Another thing to consider is how dry, or seasoned, the timber is.

"The drier the wood is, the better it will burn," the Forestry Corporation of NSW advises.

"Wood with a high moisture content is more difficult to ignite and may produce more smoke and heavy deposits in chimneys and flues."

Mr Atkins said on the Mid North Coast, timber with a high moisture content generally needed to be split and left to dry out for a year before it was good to burn.

Know what you're getting before you buy it.

Know what you're getting before you buy it.

A final point of consideration is to be careful who you're buying from.

Mr McGreevy said while there were a lot of itinerant and online sellers offering firewood at a cheap price, there was no recourse available to people if these sellers ripped them off.

He said it was safer to buy from a firewood yard or a seller registered with the FAA, where they were held to a code of practice.

And if neither of these options are available, at least request a photo of the size of the load you're getting.

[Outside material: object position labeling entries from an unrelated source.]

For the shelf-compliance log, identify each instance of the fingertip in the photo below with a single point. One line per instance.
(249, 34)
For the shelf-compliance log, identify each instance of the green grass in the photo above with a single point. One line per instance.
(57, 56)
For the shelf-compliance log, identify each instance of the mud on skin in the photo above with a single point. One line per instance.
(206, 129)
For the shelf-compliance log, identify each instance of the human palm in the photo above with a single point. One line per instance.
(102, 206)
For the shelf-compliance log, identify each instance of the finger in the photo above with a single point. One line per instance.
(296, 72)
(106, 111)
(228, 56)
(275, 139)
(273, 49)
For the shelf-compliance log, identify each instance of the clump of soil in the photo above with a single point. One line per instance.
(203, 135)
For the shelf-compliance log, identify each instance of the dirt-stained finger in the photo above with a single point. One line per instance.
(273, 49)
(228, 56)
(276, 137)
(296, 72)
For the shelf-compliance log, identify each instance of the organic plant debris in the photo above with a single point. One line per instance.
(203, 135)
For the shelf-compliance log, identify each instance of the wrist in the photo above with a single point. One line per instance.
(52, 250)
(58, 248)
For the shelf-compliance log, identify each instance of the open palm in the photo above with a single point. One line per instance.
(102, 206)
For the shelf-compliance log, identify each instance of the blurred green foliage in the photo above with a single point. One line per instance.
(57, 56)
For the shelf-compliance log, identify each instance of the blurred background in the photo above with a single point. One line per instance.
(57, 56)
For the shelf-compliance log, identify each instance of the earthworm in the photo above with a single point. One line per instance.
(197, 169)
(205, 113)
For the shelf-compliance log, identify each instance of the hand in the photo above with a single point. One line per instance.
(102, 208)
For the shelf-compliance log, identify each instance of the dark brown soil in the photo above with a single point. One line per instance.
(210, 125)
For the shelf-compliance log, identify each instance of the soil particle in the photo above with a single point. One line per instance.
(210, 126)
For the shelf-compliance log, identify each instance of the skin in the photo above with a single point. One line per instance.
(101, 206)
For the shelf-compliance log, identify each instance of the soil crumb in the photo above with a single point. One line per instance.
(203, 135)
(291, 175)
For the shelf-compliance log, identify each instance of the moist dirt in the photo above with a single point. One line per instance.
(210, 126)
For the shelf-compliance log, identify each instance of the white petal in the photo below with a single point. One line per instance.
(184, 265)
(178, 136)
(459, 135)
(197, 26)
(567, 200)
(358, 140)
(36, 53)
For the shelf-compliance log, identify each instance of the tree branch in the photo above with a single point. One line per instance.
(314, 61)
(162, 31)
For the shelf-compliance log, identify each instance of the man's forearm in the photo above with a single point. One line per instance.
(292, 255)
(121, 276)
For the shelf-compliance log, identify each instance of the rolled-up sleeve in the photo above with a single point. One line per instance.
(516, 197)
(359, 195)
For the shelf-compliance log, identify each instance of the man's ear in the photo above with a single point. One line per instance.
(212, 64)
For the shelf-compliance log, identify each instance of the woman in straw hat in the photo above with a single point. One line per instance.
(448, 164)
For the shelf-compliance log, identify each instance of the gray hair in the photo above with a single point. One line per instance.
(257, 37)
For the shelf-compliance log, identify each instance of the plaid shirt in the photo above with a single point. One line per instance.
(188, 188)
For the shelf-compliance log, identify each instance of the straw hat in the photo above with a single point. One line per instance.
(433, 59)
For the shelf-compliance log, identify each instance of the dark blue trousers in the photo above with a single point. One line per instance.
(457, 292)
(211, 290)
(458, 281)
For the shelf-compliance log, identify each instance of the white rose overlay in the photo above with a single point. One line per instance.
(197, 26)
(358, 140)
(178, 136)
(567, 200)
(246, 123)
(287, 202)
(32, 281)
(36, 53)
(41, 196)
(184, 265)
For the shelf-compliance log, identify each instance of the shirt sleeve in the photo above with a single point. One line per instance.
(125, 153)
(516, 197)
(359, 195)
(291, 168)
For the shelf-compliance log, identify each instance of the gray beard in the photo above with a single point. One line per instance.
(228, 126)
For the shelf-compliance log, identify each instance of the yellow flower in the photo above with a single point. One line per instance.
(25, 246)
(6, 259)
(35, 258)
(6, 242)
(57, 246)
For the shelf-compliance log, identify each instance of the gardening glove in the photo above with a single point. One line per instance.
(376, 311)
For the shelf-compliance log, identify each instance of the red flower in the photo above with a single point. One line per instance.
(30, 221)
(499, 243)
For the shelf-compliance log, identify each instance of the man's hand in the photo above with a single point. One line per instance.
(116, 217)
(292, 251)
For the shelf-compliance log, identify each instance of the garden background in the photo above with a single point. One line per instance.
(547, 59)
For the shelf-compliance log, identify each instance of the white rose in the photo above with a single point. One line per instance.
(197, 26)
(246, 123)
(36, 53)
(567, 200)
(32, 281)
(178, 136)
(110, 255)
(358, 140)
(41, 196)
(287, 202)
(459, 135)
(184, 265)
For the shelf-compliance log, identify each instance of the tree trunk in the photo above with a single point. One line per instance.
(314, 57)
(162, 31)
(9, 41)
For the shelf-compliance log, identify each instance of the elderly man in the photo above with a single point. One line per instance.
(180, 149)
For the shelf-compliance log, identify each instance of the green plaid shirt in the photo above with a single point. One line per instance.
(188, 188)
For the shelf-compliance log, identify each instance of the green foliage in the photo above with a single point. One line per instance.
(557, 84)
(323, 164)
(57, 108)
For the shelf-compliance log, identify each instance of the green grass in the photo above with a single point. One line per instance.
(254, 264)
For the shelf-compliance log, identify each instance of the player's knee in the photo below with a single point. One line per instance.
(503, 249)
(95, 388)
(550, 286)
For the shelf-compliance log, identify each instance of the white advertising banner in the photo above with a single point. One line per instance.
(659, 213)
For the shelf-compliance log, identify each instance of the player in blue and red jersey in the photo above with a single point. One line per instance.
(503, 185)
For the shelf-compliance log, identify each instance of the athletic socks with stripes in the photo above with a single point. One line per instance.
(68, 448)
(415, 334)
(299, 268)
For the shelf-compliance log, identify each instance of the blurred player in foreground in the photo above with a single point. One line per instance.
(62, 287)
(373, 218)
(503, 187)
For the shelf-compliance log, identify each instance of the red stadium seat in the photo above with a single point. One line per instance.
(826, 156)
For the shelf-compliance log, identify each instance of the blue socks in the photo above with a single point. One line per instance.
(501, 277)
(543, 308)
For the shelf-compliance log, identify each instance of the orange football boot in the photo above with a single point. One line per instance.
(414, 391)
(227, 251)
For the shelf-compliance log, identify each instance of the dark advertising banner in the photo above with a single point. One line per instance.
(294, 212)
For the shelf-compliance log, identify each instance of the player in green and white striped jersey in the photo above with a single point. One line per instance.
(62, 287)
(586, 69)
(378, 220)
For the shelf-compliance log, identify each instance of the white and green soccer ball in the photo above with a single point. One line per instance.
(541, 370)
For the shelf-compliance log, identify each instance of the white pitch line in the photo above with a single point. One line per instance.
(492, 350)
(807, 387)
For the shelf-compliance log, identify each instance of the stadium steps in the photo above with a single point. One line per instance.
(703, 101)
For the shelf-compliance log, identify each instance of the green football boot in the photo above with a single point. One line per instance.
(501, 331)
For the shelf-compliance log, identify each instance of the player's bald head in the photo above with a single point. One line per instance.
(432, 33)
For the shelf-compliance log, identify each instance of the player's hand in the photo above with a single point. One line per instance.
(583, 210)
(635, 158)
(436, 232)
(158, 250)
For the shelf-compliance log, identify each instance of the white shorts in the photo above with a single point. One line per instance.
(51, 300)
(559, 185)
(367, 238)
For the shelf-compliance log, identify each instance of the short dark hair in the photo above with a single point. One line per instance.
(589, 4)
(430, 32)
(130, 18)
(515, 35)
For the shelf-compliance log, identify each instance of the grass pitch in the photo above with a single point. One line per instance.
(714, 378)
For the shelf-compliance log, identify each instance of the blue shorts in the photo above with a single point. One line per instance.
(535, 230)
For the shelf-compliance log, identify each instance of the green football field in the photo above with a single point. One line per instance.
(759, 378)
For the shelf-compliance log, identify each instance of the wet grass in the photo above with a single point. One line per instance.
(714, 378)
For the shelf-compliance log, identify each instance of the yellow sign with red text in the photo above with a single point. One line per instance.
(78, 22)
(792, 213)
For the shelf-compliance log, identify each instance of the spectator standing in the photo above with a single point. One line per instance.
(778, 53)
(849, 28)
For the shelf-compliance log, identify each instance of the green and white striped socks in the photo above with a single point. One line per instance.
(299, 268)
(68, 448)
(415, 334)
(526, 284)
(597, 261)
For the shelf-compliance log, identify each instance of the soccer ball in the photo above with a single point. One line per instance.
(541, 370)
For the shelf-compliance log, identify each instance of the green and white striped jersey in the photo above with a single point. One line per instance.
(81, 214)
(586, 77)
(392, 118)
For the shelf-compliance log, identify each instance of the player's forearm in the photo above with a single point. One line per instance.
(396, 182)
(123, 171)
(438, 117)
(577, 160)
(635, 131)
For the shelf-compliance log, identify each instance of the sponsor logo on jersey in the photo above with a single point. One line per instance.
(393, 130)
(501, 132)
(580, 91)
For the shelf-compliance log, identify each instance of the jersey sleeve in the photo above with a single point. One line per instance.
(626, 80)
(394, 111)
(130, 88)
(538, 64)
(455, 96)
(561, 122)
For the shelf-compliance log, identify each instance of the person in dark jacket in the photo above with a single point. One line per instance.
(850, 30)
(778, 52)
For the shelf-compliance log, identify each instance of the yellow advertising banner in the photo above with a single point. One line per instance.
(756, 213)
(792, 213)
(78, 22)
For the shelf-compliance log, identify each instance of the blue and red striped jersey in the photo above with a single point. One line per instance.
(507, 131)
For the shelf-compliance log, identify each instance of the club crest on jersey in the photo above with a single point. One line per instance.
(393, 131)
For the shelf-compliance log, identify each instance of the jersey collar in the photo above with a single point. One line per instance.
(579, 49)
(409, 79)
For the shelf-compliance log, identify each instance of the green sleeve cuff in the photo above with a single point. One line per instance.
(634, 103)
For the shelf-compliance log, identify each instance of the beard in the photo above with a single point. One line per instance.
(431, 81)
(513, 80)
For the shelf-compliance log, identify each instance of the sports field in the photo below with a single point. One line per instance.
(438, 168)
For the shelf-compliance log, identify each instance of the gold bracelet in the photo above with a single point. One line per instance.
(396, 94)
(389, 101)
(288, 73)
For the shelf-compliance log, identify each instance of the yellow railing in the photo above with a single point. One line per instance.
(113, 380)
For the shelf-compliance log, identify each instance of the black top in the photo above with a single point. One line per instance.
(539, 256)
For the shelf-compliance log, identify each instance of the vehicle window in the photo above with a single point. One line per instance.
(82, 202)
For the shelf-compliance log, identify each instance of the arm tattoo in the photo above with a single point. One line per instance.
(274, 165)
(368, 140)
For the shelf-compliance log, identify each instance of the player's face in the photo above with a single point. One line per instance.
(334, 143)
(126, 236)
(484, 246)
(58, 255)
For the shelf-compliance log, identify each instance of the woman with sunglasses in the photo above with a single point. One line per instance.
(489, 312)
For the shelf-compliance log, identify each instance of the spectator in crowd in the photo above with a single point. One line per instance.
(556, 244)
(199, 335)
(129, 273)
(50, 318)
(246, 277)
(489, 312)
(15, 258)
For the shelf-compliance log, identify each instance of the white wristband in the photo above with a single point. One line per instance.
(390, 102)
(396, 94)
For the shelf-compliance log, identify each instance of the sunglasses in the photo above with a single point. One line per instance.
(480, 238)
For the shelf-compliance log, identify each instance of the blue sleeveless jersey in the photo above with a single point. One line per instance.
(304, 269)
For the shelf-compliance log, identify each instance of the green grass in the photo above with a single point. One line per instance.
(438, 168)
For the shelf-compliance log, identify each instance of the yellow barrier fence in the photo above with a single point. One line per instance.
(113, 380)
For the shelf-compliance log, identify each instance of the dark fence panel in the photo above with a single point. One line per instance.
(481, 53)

Make sure your heater is in working order

The Australian Home Heating Association advises wood heaters should be serviced yearly.

The condition of the flue, door seals and baffles should all be checked.

Creosote and resin - substances that form as a result of solid fuel combustion - can cause flue fires if they're left to build up.

The AHHA also advises to regularly look outside and check your flue for smoke.

"If it is smoking excessively, you are wasting fuel and heat and may be causing unnecessary emissions," their website says.

"You need to increase the air supply to the fire. A little air avoids a lot of smoke."

And finally, if you're renting a property, it's worth checking when the fireplace was last serviced or cleaned, as it's your safety that could be at risk.